The Ares V launch vehicle currently in development by NASA cannot be directly compared to the Saturn V it resembles, since the former will launch only the Lunar Surface Access Module (LSAM), while the latter put both the Apollo CSM (command/service module) and LEM (Lunar Excursion Module) into space. However comparisons can definitely be made.

The Ares V emerged from NASA’s Exploration Systems Architecture Study as a means of returning to the Moon while simultaneously maintaining the technical infrastructure, knowledge base, and jobs developed in support of the Shuttle program. As a result, a glance at an artist’s conception of the vehicle reveals both solid rocket boosters (SRBs) and a modified external tank (ET), keystones of the Space Shuttle program.

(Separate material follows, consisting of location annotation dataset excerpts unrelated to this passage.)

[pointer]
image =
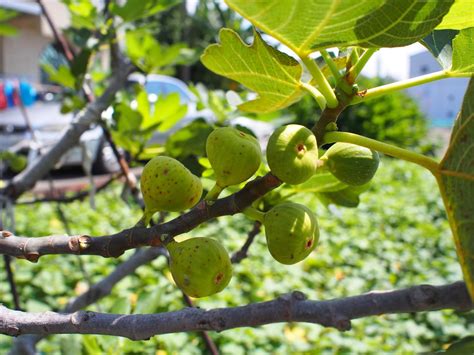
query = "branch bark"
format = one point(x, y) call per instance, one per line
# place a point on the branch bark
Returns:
point(294, 307)
point(91, 114)
point(26, 344)
point(115, 245)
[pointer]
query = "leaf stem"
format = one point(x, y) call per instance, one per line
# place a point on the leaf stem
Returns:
point(404, 84)
point(361, 62)
point(388, 149)
point(323, 84)
point(320, 99)
point(330, 63)
point(254, 214)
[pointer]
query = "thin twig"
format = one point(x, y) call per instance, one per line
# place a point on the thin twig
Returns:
point(210, 345)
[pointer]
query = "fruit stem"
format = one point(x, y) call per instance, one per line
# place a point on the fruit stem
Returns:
point(254, 214)
point(360, 64)
point(330, 63)
point(322, 82)
point(320, 99)
point(388, 149)
point(214, 193)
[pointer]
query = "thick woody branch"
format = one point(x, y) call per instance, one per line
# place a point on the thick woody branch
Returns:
point(294, 307)
point(115, 245)
point(91, 114)
point(26, 344)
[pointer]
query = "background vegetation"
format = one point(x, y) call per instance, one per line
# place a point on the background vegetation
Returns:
point(398, 236)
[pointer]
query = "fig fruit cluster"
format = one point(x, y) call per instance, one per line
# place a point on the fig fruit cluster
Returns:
point(167, 185)
point(352, 164)
point(292, 154)
point(201, 266)
point(234, 155)
point(292, 232)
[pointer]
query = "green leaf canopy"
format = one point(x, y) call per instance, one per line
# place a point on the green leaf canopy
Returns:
point(308, 25)
point(275, 76)
point(456, 180)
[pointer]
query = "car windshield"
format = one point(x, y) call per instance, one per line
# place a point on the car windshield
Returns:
point(163, 88)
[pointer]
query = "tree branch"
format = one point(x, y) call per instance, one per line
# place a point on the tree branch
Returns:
point(294, 307)
point(114, 245)
point(26, 344)
point(91, 114)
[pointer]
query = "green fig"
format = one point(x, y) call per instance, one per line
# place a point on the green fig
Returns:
point(350, 163)
point(234, 155)
point(167, 185)
point(292, 232)
point(200, 266)
point(292, 154)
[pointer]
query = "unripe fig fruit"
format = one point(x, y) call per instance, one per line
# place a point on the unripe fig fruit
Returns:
point(234, 155)
point(200, 266)
point(167, 185)
point(350, 163)
point(292, 154)
point(292, 232)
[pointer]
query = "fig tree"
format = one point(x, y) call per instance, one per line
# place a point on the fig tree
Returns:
point(167, 185)
point(292, 154)
point(234, 155)
point(350, 163)
point(200, 266)
point(292, 232)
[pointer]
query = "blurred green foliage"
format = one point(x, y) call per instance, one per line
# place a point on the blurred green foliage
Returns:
point(394, 118)
point(397, 237)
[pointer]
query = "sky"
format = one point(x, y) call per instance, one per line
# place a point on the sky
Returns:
point(393, 62)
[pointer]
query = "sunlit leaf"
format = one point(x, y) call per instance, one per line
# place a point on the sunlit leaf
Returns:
point(456, 180)
point(460, 16)
point(168, 111)
point(272, 74)
point(463, 51)
point(307, 25)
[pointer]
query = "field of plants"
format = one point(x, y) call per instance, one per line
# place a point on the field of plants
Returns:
point(398, 236)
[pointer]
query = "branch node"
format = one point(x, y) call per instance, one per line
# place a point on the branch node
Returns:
point(73, 244)
point(424, 295)
point(343, 324)
point(79, 317)
point(33, 256)
point(6, 234)
point(84, 242)
point(12, 331)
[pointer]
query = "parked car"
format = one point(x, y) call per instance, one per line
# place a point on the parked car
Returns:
point(157, 85)
point(47, 126)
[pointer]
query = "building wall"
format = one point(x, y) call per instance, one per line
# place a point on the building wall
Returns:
point(439, 100)
point(20, 53)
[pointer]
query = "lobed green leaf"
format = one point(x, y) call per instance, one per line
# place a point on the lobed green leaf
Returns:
point(308, 25)
point(456, 181)
point(274, 75)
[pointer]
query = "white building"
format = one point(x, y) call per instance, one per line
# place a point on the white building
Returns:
point(440, 100)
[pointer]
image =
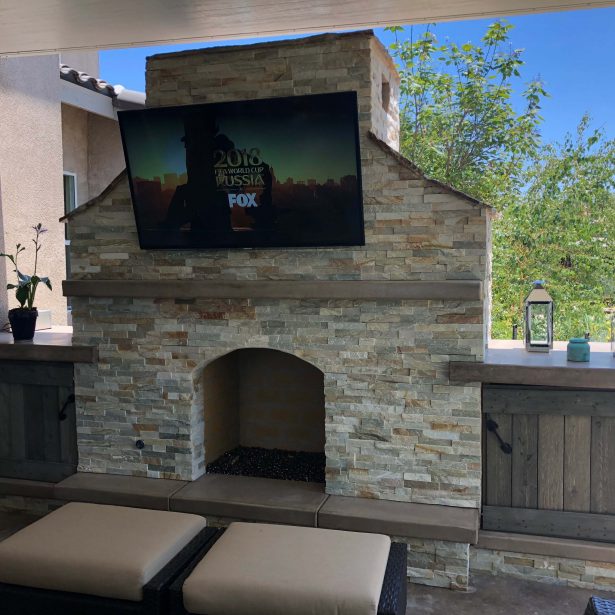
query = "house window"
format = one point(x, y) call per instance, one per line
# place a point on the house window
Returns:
point(70, 203)
point(386, 95)
point(70, 192)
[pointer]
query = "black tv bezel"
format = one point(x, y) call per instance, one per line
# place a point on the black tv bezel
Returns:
point(257, 244)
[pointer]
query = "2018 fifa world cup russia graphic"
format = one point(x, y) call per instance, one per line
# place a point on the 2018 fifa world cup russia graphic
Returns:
point(277, 172)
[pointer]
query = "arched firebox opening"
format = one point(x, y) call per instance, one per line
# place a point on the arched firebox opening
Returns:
point(264, 416)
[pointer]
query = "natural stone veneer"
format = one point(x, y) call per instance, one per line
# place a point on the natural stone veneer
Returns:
point(396, 427)
point(545, 568)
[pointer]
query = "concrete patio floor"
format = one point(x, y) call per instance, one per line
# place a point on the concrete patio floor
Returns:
point(489, 595)
point(500, 596)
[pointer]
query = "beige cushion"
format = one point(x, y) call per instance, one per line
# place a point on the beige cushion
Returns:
point(109, 551)
point(261, 569)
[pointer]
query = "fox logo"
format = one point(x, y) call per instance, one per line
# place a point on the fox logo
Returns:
point(247, 199)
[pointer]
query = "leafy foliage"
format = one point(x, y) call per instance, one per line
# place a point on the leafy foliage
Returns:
point(458, 121)
point(557, 202)
point(25, 289)
point(562, 228)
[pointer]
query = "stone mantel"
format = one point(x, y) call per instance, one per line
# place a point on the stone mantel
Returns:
point(448, 290)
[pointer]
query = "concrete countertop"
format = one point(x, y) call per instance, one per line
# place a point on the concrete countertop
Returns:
point(55, 344)
point(507, 362)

The first stage relies on six RS-68B variant rocket motors similar to those employed on the United States Air Force’s Delta launcher, while the Earth Departure Stage, or EDS, uses an engine based on the J-2 rocket of Apollo fame, referred to as the J-2X. According to NASA, the current version of the Ares V will be able to lift 207 tons to LEO or 78 to lunar orbit, a performance that would exceed its predecessor by a significant margin. This margin is intended not only to allow for a very robust Moon mission, especially given the fact that the Ares does not have to lift the Orion Crew Exploration Vehicle (CEV), but to allow for expansion of a lunar exploration effort or an eventual manned mission to Mars.

Building the Ares V Rocket

While the use of existing hardware, past or present, may sound like a good way to insure cost and development time controls, integration of the components of such a complicated vehicle is a non-trivial task, and components such as the J-2X need to be cleared for use in manned applications. (Such a move would not be necessary if the Ares V were simply to launch cargo, but the Ares I, a related but largely different rocket with its own technical difficulties, is to use the J-2X to place the Orion CEV into low-Earth orbit.) The lengthened version of the SRB is novel enough to present its own complications, one of which is the thrust oscillation problem that has been discussed both within NASA and in the news media since it first surfaced.

Funding may end up being Ares V’s biggest enemy, especially if the Ares I schedule and cost estimates prove optimistic, but it seems certain that, if built as advertised, Ares V will definitely stand alongside the Saturn V as one of NASA’s crowning achievements.